そんなわがままを果たすのにとても役立つお店が新宿歌舞伎町の近くにある。美味いものを食べたい時には、この店を含めて3軒ほどのローテーションで新宿界隈をうろうろしている。もう「新しいうまい店」を探すのには熱心ではなくなってしまった。気に入った店で、はずれなし、冒険なしでうまいものを食べていれば良いのだという、いわば安心志向で食事を楽しむ「人生最後の境地」にたどり着いたということだろう。

ホヤとコノワタの塩辛、バクライ。これを出す店は少ないが、冷たい日本酒のつまみとしては抜群というか、ある種至高の高みにある。これに匹敵するのは、塩ウニくらいだ。仙台の文化横町にある居酒屋で食べた塩ウニは絶品だった。全国のウニ名産地でウニを食べたわけではないが、仙台のウニは衝撃的だった。東京では、塩ウニにお目にかかったことがない。文化の違いか、嗜好の違いか。理由はよくわからない。ただ塩ウニには熱燗の方が良い。

東京周辺で食べる魚で一番好きなものは、カワハギの薄造りだではないか。肝醤油で食べると美味さが倍増する。大衆魚だと思うが、実はフグより美味いと個人的には思っている。これもシェアしないで、一人一匹食べるべき肴だと密かに信じている。八重洲にある老舗割烹の名物料理「鯛のポン酢」もこれと似たところがあり、比較的量の多い一人前はシェアせず独り占めにする。

逆に一皿の量が明らかに多いという料理もある。馬刺しはその典型で、三切れもあれば十分だといつも思うのだが、だいたいその倍以上が通常量らしい。これは、申し訳ないが、逆にシェアさせてくれと相方に頼むしかない。同行者が生肉嫌いであれば注文を断念するしかない。熊本の馬刺し屋で馬刺し三種森を独り占めして(一人で食べに行ったせいで)酷い目にあった記憶があルためだ。
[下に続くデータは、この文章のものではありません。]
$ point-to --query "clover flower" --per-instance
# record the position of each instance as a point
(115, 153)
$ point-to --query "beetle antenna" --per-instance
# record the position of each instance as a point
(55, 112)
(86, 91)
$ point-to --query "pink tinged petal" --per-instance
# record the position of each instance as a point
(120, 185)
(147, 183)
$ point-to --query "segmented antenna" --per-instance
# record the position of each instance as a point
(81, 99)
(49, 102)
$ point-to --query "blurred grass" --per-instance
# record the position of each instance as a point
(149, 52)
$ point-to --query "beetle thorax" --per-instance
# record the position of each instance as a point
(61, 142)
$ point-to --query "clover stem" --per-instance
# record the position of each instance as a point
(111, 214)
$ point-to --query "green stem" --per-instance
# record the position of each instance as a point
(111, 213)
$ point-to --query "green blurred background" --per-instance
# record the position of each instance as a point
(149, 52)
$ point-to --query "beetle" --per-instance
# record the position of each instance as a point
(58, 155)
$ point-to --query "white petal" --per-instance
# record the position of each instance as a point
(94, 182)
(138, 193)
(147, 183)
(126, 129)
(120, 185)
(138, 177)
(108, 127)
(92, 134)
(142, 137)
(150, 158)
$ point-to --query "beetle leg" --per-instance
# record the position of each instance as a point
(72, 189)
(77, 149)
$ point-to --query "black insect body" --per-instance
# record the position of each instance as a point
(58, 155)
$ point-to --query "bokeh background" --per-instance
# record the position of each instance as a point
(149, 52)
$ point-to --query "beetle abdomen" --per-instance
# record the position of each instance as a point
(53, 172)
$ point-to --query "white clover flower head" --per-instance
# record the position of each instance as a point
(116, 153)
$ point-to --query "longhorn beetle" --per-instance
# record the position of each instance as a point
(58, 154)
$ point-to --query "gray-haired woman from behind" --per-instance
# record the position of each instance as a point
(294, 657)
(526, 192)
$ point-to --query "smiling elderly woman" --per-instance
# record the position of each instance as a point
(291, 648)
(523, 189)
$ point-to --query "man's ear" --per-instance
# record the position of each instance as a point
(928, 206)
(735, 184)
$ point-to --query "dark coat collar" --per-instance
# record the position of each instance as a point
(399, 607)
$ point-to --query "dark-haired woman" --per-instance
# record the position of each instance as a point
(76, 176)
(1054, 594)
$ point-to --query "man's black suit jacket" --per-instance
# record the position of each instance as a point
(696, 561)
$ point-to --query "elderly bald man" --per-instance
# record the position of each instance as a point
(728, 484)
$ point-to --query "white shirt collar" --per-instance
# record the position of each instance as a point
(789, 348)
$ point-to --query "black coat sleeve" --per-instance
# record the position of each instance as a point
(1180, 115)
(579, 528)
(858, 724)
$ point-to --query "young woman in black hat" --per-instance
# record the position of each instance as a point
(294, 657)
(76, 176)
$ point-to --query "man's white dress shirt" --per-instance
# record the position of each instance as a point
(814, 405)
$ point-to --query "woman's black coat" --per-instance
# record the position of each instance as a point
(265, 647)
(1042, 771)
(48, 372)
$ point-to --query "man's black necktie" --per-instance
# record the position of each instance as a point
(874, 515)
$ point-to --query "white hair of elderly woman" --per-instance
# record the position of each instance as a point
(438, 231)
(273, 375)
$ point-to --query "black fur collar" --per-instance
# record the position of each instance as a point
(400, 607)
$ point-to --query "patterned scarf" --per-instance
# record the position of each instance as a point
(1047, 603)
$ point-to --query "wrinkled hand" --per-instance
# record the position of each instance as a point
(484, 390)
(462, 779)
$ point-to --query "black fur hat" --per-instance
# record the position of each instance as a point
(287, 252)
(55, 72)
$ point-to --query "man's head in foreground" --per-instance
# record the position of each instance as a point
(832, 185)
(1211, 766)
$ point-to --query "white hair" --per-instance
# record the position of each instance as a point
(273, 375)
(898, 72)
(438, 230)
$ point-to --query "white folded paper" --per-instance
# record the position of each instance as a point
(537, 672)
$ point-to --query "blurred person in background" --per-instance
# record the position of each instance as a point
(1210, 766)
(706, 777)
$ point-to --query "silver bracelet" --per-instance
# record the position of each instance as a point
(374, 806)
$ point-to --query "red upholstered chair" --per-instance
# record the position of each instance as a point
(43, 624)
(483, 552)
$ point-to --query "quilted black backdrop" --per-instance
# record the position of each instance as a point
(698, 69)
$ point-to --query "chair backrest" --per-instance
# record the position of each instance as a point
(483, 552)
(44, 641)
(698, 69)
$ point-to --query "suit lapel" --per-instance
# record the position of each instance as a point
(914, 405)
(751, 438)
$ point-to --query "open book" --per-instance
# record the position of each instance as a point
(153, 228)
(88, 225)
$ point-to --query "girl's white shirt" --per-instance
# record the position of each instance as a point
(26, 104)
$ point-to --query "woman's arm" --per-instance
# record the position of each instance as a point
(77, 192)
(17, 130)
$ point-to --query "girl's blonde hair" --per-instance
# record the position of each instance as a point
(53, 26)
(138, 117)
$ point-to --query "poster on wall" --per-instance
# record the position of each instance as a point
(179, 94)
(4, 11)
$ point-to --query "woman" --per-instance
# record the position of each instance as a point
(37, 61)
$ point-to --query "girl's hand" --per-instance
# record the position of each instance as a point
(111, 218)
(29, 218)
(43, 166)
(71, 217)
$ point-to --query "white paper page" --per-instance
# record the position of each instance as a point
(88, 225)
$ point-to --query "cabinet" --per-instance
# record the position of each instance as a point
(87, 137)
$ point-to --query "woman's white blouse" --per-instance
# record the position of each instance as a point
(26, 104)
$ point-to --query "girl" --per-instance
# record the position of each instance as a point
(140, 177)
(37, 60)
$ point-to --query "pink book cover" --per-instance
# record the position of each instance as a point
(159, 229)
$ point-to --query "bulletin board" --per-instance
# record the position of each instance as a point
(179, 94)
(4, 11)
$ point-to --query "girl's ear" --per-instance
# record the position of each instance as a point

何ごともやりすぎ・食べすぎてはいけないという教訓だった。

煮物や炒め物は調整が難しい。意外とお値段の高いものは量が少ないので一人一皿原則は守りやすい。問題は安くて量が多いものになる。一人では食べきれない量が出てくると、それを注文するにはためらいが出る。この辺は、何度か行って実物を確かめるしかない。比較的大きな魚のカブト煮みたいのもが、一番判断の難しいメニューだろう。対のカブト煮と言われても、たいの「かぶと」の大きさには随分と差があるし・・・。

この店のおすすめの一品、豚の角煮も正直独り占めするのは問題がある。角煮は、なんとか一人で食べ切れる。しかし、添えられているのが角餅で、小ぶりではあるがご丁寧に二個ついている。この餅が曲者で、一人で完食すると、本日の食事はこれでおしまいとなる可能性が出てくる。危険物というしかない。
この日は、比較的大食の先輩と二人だったので、全てを完食できた。好きなものを好きなだけ食べて、お腹いっぱいになり気持ちよく酔っ払い、実にハイクォリティーな一夜だった。ちなみに注文は全て自分でしたので、我が人生、今夜に限り、一点の曇りなしという、プチ・ラオウ気分でありました。